Dryden is attached to the west-northwestern exterior of the inner ring. Chaffee is a similar-sized crater that lies partly across the southwest section of the inner ring. Inside the inner ring are the craters Resnik, McAuliffe and Onizuka, and the Jarvis–McNair crater pair. The crater Smith lies across the northern part of the inner ring.
In 2006 the IAU approved a proposal to name seven interior craters to honor the astronauts killed in the Space Shuttle Columbia disaster.[4] [5]
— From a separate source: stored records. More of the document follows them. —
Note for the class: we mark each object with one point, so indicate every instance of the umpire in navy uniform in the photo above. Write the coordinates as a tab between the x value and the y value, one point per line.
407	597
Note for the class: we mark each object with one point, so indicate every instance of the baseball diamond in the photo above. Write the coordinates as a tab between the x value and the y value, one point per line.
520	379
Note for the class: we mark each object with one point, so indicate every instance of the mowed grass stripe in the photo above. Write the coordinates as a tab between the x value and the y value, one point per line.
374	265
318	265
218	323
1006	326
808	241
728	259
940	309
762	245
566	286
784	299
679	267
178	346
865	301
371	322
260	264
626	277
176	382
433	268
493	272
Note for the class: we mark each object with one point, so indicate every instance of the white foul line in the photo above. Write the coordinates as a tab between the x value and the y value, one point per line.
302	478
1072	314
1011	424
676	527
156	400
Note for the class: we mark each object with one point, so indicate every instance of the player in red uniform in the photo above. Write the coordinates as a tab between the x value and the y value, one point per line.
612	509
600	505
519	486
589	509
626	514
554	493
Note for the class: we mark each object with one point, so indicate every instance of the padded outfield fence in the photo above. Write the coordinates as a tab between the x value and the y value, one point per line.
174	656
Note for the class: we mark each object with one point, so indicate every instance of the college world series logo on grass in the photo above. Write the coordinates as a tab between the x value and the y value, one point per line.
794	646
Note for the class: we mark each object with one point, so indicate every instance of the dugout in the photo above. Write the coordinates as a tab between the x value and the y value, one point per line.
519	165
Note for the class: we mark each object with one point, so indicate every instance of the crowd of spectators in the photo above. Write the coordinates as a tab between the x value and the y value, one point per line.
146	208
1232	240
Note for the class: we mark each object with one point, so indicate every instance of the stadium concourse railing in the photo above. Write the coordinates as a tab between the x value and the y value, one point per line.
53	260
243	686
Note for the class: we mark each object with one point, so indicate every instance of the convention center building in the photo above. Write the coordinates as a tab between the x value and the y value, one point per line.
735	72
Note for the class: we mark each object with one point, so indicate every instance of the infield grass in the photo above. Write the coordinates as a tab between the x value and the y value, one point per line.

Crater | Coordinates | Diameter | Name source | |
---|---|---|---|---|
Chawla | -42.8°N -147.5°W | 15 km | Kalpana Chawla | |
D. Brown | -42°N -147.2°W | 15 km | David McD. Brown | |
Husband | -40.8°N -147.9°W | 29 km | Richard D. Husband | |
L. Clark | -43.7°N -147.7°W | 16 km | Laurel B. S. Clark | |
McCool | -41.7°N -146.3°W | 21 km | William C. McCool | |
M. Anderson | -41.6°N -149°W | 17 km | Michael P. Anderson | |
Ramon | -41.6°N -148.1°W | 17 km | Ilan Ramon |
Three of the crater names include the respective astronaut's first initials to distinguish them from the existing craters called Anderson, Brown and Clark.
China launched the Chang'e 6 robotic mission on 3 May 2024, which seeks to return the first lunar sample from the Apollo Basin on the far side of the Moon.[6] This is China's second lunar sample return mission, the first was the Chang'e 5 mission that returned lunar samples from the near side of the Moon four years earlier.[7] The Chang'e 6 lander also carried a rover named Yidong Xiangji which conducted infrared spectroscopy of the landing site and imaged the Chang'e 6 lander on the lunar surface.[8] The lander-ascender-rover combination separated from the orbiter and returner before landing in the southern mare of the Apollo basin on 1 June 2024 at 22:23 UTC; its precise landing location is near lunar coordinates [9] [10] [11] [12] After the probe collected far-side regolith samples and placed it on the ascender, the latter probe segment launched back into lunar orbit on 3 June 2024 at 23:38 UTC. The ascender docked with the Chang'e 6 service module (the orbiter) in lunar orbit at 06:48 UTC on 6 June 2024 and subsequently completed the transfer of the sample container to the Earth return module at 07:24 UTC on the same day.[13] The orbiter left lunar orbit on 20 June 2024 with the atmospheric re-entry module that landed in Inner Mongolia with the collected samples on 25 June 2024.